Dalgaların etkisinde olunsa da gözü açık bir genç kuşak var. Olanı biteni görüyor ve bundan dolayı da inancı yitiyor.

Nefret dili çok daha belirleyici. Kamplaşmalar da tatmin edici değil. Sosyal hayatta yaşananlar çekici geliyor. Bunun sağ veya sol düşüncesi yok artık. Sadece belirleyici olan yaşama tarzıdır ki, bunun da sınırları yok. En keskin uçta görünür gibi olan bir tesettürlü bayan hiç tereddüt etmeden alkol alınan ya da eğlenilen bir mekâna uzak değil. Oralara rahatlıkla gidiyor ve eğleniyor. Görünürdeki kılık kıyafet tamamen ve sadece bir aksesuar.

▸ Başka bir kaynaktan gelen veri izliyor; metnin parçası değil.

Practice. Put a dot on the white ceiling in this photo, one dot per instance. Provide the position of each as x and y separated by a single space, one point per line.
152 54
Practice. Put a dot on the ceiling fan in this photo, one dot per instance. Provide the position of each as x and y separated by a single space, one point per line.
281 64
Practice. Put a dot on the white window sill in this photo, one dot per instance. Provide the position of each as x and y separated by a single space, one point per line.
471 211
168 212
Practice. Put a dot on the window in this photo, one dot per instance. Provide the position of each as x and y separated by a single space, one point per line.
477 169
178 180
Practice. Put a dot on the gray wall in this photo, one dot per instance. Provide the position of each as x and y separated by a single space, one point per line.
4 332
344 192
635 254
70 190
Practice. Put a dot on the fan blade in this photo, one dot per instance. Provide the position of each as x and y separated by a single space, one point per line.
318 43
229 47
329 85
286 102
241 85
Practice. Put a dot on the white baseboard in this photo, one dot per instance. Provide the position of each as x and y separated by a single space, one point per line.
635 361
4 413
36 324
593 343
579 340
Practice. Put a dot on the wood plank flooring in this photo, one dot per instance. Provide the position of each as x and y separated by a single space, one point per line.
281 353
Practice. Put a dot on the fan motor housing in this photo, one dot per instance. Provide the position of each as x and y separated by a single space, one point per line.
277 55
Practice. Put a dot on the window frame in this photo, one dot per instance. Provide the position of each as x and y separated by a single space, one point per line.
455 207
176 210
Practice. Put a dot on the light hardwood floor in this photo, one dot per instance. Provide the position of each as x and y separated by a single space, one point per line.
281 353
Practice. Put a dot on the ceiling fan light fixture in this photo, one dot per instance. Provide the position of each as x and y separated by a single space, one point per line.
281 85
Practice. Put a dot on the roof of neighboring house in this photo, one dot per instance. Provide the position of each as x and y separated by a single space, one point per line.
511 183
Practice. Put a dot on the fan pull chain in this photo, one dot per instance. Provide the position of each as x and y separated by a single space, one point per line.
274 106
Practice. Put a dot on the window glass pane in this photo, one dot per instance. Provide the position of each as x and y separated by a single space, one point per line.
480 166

Günün modasının etkisi geçince anında değişime ayak uyduruyor. Geçmişte çok katı olan söz konusu ilkelerden anında vazgeçebiliyor.

Bu değişimleri belirleyen düşünce hareketleri değil. Daha çok psikolojik. Orada ya da burada olmasının hiçbir anlamı yok.

En çok belirleyen ve kitleleri sürükleyen duygu; terör ve çatışmanın getirdiği sürecin oluşan gerilim. Bir de buna ırkî bir durum eklenince sanki bir ideolojiymiş gibi çatışmalar ve gerilimler olabiliyor.  Psikolojik saldırganlık ağır basıyor. Bunlar da günün modası. Bir süre sonra bunun da etkisinin yiteceği kesin. Çünkü dönemlerin belirleyeni daha çok psikoloji.